Advances in Scalable Bayesian Computation (14w5125)
Luke Bornn (Simon Fraser University)
Nando de Freitas (University of British Columbia)
Christian Robert (Université Paris-Dauphine)
Scott Schmidler (Duke University)
As the statistical models used to understand complex systems grow, the methods used to fit these models must scale accordingly. While advanced computational methods are being developed to fit these complex models, their speed and memory requirements often demand tremendous computational power via large clusters. This approach of relying on ever larger computational resources is quickly becoming unsustainable, particularly for practitioners for whom these resources are not available. As such, there is a large and growing need for statistically efficient methods which scale in terms of speed and memory while being straightforward to implement and communicate.

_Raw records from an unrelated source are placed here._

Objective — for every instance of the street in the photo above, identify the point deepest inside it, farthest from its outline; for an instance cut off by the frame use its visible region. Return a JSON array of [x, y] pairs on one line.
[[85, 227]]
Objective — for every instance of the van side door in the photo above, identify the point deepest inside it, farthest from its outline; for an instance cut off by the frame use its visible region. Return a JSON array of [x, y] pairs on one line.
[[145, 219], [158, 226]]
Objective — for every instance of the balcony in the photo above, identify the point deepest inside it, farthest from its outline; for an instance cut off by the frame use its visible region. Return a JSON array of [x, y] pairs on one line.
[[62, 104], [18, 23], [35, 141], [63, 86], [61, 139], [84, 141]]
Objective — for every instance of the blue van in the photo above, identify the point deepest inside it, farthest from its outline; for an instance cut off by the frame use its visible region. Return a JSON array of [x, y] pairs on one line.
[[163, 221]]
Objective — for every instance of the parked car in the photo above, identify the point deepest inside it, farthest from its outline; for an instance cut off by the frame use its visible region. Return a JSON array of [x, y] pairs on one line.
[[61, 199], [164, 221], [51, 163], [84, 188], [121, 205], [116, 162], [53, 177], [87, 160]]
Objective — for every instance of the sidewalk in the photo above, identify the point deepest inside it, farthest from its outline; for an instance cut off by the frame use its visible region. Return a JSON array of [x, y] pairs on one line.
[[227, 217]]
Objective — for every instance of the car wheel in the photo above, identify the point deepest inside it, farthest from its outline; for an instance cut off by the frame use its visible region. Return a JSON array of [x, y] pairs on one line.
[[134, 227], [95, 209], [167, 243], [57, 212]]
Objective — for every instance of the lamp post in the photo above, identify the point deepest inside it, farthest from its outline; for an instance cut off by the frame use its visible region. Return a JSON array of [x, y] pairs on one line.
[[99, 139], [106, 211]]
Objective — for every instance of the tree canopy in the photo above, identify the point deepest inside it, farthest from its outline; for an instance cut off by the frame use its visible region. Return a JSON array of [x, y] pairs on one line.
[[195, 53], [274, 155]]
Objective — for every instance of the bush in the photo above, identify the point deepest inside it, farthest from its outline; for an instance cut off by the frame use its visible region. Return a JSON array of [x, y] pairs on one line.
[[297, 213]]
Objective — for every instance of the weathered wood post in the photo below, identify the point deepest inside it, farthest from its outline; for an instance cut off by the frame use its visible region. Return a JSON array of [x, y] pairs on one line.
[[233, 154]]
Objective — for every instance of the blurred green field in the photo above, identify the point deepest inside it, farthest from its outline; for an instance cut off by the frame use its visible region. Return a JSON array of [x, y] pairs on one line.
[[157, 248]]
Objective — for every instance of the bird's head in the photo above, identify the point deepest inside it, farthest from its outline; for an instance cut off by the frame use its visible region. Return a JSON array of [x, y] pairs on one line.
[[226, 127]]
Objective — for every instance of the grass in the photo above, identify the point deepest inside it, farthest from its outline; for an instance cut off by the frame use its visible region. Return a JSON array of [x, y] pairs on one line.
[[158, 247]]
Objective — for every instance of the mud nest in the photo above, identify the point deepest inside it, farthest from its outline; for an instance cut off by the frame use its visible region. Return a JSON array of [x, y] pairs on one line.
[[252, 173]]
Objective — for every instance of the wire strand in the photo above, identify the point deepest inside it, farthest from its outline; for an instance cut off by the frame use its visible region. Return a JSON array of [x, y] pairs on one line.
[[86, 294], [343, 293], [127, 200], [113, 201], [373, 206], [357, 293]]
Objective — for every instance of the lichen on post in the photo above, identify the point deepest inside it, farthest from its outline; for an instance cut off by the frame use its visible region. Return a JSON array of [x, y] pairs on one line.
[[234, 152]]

Several communities are currently working on methods for Bayesian computation which are scalable; however, interaction between these communities has been limited and as such significant cross-community learnings are being missed. As the communities grow and diverge, it is important to bridge the gap at this crucial stage in the development of scalable methods.
Currently, the exchanges between the Monte Carlo (including MCMC, SMC, and ABC), INLA, optimization, and other communities remain surprisingly limited. With each group having their own workshops and conferences, and little work being done to compare and educate between the various approaches, we believe this workshop would be an ideal place to:
(1) Gather people from different research communities and foster links between these communities. (2) Expose the various communities to the state of the art in scalable Bayesian computation methods, including MCMC, SMC, ABC, INLA, optimization, and other methods. (3) Classify the advantages, limitations, and possibilities from each class of methods, and equip all participants with the knowledge to bridge the existing gap in scalable Bayesian computation. (4) Create a venue to encourage innovation through the synthesis and development of new approaches by combining existing, currently disjoint, approaches to Bayesian computation.
In reaching out to statisticians, computer scientists, mathematicians, and others working in Bayesian computation as potential participants, the desire for such a workshop was overwhelming. To quote several of the contacted participants, “a fantastic and very timely conference topic,” “sounds incredibly interesting and highly pertinent,” “a particularly timely topic,” and “a great opportunity to see what others are doing.”